There is something magical about the way almonds and cherries bring out the best in each other. Like they were made for each other. But much as I love these two, I find that combined with tonka bean or even better with mahlab too (dried seeds of St. Lucie’s cherries, it has been used as a spice in the Middle East and Greece for centuries) they get more depth of flavour. The tonka bean brings sour cherry and warming clove and vanilla notes where mahlab adds a sweet rosy floral and bitter almond taste to the dessert. It turns a good cherry tart into a really great one.
If you can’t find either tonka beans or mahlab, you can substitute vanilla for the tonka beans. As for mahlab, there is already an almond frangipane filling in the tart, and you can add a few drops of rosewater to the pastry cream to get that hint of rose in the dessert.
Cherry tartlets with tonka bean and mahlab
4 tartlets
Mahlab shortcrust pastry
25g almond flour
150g all-purpose flour
40g icing sugar
1 tsp. ground mahlab
75g cold butter, diced
½ egg
Mix almond and all-purpose flour with icing sugar and mahlab in a bowl. Cut in the cold butter either with a fork or a pastry cutter until the texture is crumbly and reminiscent of wet sand. Add the egg and gently, but quickly work together till a ball of dough. Separate the dough into 4 portions and pat the dough balls into flat rounds, then wrap them in clingfilm. Put them in the fridge to chill for at least an hour.
Roll out the dough balls and line 4 tart rings with the pastry. Chill the lined tart rings for another hour and prepare the frangipane.
Frangipane
50g almond flour
50 g sugar
30g finely chopped curly parsley
50 g butter, softened
½ egg
100g cherries, pitted and roughly chopped
Preheat oven to 175C/350F.
Whisk together almond flour, sugar, parsley, butter and egg with a hand mixer until the mixture is light and creamy. Be careful not to overwork the frangipane paste as this will cause it to separate when baking.
Spoon the frangipane onto the pastry, divide the chopped cherries in the four shells and press down lightly. Bake the tarts for 20-25 minutes, remove from the oven and allow the tartlets to cool completely in the tins before turning them out.
Tonka bean pastry cream
250ml whole milk or half and half
½ small or ¼ large tonka bean, grated
2 Tbsp. cornstarch
60g sugar
1 large egg
2 Tbsp. unsalted butter
Place a fine meshed sieve over a clean bowl and set aside.
Whisk together the sugar, grated tonka bean, cornstarch and egg until smooth.
Pour the milk or half and half into a saucepan. Bring to just under a boil while stirring continuously so the milk doesn’t burn.
Pour 1/3 of the milk over the egg mixture while whisking thoroughly. Pour the new mixture back into the saucepan and whisk together over medium heat. Cook while stirring until the mixture just starting to boil and the pastry cream is thickened. Immediately remove from the heat and strain through the sieve into the bowl.

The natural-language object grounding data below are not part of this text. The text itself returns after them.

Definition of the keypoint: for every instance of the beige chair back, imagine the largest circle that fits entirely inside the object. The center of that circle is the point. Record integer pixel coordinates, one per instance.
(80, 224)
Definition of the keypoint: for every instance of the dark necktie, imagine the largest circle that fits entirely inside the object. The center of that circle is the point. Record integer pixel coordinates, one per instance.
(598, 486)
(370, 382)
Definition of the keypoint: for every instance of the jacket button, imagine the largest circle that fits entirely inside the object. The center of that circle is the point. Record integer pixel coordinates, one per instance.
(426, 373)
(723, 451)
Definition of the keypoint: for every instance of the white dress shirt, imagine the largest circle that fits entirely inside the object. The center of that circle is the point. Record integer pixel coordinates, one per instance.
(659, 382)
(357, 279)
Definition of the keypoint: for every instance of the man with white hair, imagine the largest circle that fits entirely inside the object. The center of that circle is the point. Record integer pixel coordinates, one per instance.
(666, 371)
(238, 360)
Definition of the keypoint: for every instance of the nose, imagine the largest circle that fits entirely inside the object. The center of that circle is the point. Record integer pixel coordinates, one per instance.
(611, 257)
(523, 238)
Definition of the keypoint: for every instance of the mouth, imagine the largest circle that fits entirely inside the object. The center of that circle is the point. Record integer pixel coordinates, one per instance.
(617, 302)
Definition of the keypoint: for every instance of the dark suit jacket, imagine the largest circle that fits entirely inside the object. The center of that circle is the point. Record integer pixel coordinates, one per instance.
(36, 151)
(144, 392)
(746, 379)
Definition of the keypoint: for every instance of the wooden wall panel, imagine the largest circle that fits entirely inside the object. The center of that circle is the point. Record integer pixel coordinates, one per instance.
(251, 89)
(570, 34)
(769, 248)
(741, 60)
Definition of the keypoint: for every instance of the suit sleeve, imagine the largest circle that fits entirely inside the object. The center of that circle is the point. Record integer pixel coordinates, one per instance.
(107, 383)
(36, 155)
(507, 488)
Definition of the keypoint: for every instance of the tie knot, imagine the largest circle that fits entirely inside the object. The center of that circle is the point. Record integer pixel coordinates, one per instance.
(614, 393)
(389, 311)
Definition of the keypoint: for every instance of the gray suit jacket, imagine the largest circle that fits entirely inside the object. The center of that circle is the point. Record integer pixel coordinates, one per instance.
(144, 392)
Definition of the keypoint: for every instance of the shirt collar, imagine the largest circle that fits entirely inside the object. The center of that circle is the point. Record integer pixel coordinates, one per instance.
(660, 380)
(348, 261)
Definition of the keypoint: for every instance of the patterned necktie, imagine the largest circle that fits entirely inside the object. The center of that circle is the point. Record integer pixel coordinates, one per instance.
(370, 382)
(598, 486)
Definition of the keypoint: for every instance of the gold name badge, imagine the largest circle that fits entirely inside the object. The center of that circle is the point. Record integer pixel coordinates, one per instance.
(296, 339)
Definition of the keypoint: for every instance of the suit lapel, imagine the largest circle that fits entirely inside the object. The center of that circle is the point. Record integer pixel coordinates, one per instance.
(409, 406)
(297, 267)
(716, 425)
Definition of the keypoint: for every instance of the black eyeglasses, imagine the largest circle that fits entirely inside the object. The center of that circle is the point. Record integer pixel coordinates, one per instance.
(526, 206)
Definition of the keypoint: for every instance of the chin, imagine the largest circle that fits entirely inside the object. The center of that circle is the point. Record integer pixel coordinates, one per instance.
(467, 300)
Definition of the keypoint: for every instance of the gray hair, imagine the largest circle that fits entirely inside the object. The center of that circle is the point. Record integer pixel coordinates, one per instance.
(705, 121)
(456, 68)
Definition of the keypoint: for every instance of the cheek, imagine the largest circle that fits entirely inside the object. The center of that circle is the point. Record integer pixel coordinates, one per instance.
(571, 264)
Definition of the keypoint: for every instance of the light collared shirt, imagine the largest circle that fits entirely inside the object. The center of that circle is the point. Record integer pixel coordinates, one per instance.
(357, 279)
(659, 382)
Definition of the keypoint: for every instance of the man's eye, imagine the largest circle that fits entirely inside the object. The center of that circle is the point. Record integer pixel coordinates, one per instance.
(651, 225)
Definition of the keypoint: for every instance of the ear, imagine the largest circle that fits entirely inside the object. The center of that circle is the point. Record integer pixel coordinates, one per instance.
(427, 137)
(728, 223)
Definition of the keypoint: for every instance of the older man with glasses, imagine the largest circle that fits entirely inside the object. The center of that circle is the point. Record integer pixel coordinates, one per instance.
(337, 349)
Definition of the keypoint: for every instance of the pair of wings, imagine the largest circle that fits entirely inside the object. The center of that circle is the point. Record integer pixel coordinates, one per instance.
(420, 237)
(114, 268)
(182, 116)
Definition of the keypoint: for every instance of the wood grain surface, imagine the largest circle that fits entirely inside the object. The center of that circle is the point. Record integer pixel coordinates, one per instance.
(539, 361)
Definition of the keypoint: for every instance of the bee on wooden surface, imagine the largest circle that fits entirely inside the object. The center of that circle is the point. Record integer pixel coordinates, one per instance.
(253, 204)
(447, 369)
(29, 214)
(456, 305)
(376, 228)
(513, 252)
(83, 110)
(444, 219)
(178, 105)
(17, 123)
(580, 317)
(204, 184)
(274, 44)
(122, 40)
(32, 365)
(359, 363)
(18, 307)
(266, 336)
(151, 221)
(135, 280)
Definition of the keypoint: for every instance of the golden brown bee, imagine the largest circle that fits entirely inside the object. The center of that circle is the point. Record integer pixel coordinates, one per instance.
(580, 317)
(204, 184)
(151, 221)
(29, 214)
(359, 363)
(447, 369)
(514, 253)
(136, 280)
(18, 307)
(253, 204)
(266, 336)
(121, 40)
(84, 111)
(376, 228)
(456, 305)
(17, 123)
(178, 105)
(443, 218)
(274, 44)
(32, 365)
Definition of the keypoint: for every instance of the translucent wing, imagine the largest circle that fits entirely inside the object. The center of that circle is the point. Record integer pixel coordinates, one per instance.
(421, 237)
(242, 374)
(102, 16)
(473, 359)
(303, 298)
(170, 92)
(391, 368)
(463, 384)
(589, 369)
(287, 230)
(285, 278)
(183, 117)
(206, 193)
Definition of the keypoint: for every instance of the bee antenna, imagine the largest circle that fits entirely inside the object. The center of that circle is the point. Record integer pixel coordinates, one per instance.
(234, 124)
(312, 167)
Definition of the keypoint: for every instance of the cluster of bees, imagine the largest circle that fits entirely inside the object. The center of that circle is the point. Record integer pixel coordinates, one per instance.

Allow to cool for about 10 minutes, stirring every few minutes. When the pastry cream has cooled slightly whisk in the butter 1 Tbsp. at a time. Whisk thoroughly until the pastry cream is smooth; place a piece of cling film directly on the surface of the cream to avoid a skin forming. Place in the fridge to chill for at least 2 hours.
Once the cream is cold, do not whisk or stir it. It will break down the starches in the cream and make it thin and runny.
Assembly
About 200-250g fresh cherries, pitted and quartered
A few wood sorrel leaves
Spoon the pastry cream over the cool tart shells. Arrange the cherries over the pastry cream and garnish with wood sorrel. Keep in the fridge until serving.